These are screen shots taken with a 35mm camera from the two screens of an Evans and Sutherland Picture System 330/340 in 1988 or 1989. The Picture System and the VAX 780 that controlled it were both in the laboratory of Lyle Jensen at the University of Washington. Lyle had just retired at the time I arrived in Seattle, but still had an active research program.
The PS330 was a vector display driven from a host computer,
in this case a VAX 780. The vector ribbon representation
shown here was created by Phil Evans' ribbon module in the CCP
version of Frodo. Frodo ran on the VAX; it downloaded a
list of vectors to the PS330, which allowed you to rotate,
zoom, and pick atoms or menu options via a data tablet (no mouse!).
The hardware was remarkably reliable given that
the VAX was in the next building over; the two halves of
the system were connected by wires that ran into the ceiling
of the computer room, down the hall, up an elevator shaft,
and then along the corridor wall to the lab.
Images scanned March 2002
The early days of Raster3D
The PS340 was an add-on frame buffer that allowed the
display of raster images downloaded from the host computer.
Its total resolution was about that of a VGA monitor.
In 1988/1989 I ported David Bacon's original Raster3D code
to run on the VAX 780, and wrote a driver program to display
the output on the PS340. This allowed you to compose a
figure in CCP Frodo and then render the same view in Raster3D,
as shown in this pair of images.
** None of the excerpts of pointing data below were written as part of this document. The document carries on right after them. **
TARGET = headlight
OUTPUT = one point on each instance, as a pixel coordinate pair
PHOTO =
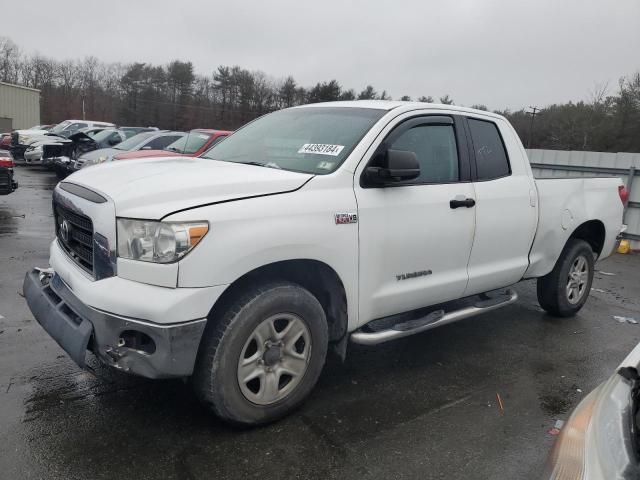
(159, 242)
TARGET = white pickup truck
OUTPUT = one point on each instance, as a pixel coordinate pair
(364, 221)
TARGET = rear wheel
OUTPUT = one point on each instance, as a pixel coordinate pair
(564, 291)
(263, 356)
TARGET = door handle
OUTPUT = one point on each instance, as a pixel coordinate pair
(467, 202)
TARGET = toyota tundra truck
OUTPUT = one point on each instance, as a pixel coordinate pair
(308, 228)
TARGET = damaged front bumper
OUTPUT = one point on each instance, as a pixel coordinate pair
(132, 345)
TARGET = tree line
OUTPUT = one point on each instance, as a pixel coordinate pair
(174, 96)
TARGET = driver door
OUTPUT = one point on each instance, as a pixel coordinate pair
(414, 243)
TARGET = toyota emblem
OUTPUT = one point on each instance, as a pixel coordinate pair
(65, 230)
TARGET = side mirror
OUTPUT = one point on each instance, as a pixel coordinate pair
(398, 165)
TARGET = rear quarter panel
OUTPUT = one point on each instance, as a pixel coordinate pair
(564, 205)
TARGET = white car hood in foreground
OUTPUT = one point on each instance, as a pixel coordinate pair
(154, 188)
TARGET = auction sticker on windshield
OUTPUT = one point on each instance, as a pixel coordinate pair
(321, 149)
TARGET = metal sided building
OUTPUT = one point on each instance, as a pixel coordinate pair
(19, 107)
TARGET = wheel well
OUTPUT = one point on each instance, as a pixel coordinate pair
(317, 277)
(593, 233)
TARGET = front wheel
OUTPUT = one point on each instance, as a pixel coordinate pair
(564, 291)
(262, 357)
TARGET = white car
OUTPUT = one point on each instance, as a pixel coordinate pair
(306, 228)
(21, 140)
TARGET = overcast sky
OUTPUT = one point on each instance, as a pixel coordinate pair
(502, 53)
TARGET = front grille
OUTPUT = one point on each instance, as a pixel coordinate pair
(75, 233)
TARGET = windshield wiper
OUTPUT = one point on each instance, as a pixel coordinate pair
(260, 164)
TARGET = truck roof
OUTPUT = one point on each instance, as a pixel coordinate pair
(393, 104)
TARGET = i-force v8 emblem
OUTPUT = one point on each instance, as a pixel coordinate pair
(342, 218)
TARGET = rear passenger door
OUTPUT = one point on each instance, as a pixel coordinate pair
(414, 239)
(505, 208)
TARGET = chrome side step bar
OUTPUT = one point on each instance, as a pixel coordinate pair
(432, 320)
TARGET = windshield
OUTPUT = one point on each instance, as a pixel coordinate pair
(101, 135)
(190, 143)
(134, 141)
(311, 140)
(61, 126)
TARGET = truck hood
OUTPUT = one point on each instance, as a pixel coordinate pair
(154, 188)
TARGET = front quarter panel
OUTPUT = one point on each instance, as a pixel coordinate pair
(247, 234)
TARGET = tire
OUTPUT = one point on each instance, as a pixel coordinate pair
(239, 333)
(555, 294)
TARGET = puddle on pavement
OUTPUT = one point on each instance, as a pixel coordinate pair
(9, 220)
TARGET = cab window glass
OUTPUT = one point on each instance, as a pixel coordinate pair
(435, 148)
(491, 156)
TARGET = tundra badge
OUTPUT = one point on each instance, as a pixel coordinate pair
(342, 218)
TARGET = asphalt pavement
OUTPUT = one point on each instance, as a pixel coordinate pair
(420, 407)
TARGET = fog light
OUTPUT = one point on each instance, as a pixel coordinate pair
(137, 341)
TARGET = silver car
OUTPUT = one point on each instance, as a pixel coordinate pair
(155, 140)
(601, 439)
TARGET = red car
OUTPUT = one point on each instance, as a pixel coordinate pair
(194, 144)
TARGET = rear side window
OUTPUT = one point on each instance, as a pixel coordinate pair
(491, 156)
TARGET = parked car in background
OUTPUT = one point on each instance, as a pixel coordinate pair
(5, 141)
(601, 439)
(65, 153)
(131, 131)
(155, 140)
(7, 182)
(194, 144)
(21, 139)
(51, 147)
(43, 127)
(310, 227)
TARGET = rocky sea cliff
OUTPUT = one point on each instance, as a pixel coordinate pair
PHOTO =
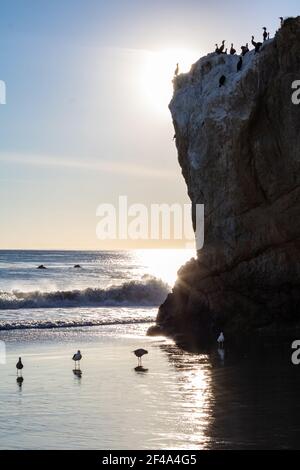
(239, 150)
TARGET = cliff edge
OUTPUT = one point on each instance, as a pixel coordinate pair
(239, 150)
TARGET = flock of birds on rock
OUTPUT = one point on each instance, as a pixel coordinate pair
(244, 50)
(139, 353)
(41, 266)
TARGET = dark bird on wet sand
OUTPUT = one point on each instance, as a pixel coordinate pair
(222, 81)
(19, 365)
(139, 354)
(77, 358)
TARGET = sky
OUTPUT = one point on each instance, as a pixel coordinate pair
(86, 117)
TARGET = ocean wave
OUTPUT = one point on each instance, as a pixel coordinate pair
(149, 292)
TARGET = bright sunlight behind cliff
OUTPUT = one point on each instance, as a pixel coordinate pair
(158, 74)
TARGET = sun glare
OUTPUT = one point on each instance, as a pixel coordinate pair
(158, 73)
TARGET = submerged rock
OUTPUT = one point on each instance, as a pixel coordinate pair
(239, 150)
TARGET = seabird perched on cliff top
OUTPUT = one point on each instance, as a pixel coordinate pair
(77, 358)
(139, 354)
(19, 366)
(222, 81)
(245, 49)
(221, 339)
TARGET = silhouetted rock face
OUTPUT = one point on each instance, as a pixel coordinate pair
(239, 149)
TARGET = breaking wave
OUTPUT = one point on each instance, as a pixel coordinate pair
(149, 292)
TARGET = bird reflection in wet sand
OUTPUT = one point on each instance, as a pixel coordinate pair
(139, 353)
(20, 381)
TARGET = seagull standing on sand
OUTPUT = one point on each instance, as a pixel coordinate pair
(77, 358)
(221, 339)
(19, 366)
(139, 354)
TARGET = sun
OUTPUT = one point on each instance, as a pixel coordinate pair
(158, 72)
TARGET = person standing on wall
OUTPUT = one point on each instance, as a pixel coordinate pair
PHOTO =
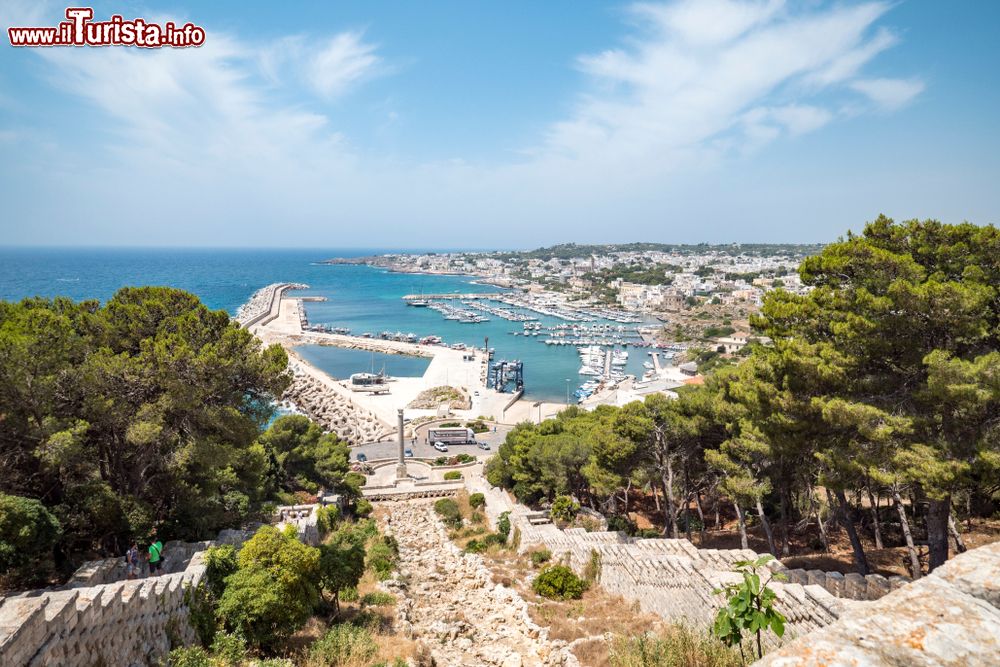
(133, 566)
(155, 556)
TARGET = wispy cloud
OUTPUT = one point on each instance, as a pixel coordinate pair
(240, 131)
(889, 94)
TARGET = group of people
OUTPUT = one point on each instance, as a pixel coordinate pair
(134, 559)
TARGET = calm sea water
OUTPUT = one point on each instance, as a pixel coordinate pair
(358, 297)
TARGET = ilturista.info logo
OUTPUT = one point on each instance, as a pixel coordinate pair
(80, 29)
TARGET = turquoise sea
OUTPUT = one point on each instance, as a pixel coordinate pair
(360, 298)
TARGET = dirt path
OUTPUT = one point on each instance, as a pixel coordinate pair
(449, 601)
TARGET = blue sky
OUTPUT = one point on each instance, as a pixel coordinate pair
(502, 124)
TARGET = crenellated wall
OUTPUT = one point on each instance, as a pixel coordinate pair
(99, 617)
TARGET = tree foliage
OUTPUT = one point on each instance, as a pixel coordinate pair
(139, 413)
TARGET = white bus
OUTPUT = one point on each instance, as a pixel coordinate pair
(451, 436)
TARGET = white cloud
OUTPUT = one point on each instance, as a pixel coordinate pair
(330, 67)
(889, 94)
(211, 136)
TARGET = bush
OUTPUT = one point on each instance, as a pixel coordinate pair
(622, 524)
(343, 645)
(220, 562)
(229, 649)
(362, 507)
(274, 591)
(378, 599)
(28, 532)
(383, 554)
(558, 582)
(503, 525)
(449, 512)
(540, 557)
(679, 646)
(192, 656)
(564, 509)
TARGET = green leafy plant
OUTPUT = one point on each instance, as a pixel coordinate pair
(449, 512)
(750, 607)
(378, 599)
(564, 509)
(344, 644)
(503, 524)
(558, 582)
(540, 557)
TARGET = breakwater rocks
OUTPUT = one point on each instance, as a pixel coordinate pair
(448, 601)
(332, 411)
(262, 301)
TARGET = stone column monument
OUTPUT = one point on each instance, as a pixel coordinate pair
(401, 463)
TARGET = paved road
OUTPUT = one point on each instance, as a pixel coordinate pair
(389, 449)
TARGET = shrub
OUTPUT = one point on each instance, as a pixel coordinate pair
(341, 563)
(229, 649)
(558, 582)
(220, 562)
(326, 519)
(679, 646)
(192, 656)
(475, 547)
(449, 512)
(28, 532)
(540, 557)
(362, 507)
(378, 599)
(382, 557)
(274, 591)
(343, 645)
(622, 524)
(564, 509)
(503, 524)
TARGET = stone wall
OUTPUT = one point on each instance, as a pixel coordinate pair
(949, 617)
(99, 617)
(669, 577)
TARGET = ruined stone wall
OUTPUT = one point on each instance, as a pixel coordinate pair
(949, 617)
(99, 617)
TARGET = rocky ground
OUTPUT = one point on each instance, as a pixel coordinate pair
(332, 411)
(449, 603)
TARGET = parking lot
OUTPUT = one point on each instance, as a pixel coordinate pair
(389, 449)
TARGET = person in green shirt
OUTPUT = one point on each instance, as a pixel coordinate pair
(155, 556)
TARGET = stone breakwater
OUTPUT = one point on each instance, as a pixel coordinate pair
(447, 600)
(331, 410)
(262, 301)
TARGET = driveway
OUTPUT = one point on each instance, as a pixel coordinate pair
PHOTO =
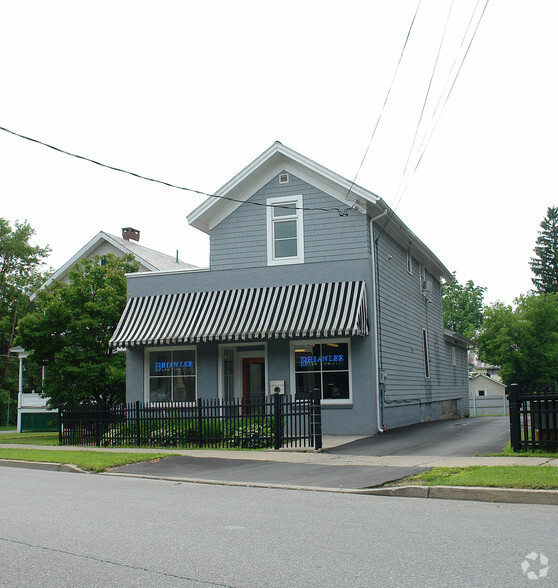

This may have been
the first setup that allowed composition and rendering of
photorealistic molecular graphics images from an interactive
model-building session. However, there were still some command line
steps required in order to transfer the orientation matrix
from Frodo to Raster3D.
Raster displays, pioneered by Silicon Graphics, largely supplanted
calligraphic (vector) displays in the late 1980s.
David Bacon, Mark Israel and Stephen Samuel ported the original
Raster3D to an SGI Iris 3000 workstation at about this same time.
In Seattle the PS330/340 was followed by a PS390 - a purely raster
machine, though still driven from the VAX 780 - and then a series
of SGI and DEC raster graphics workstations.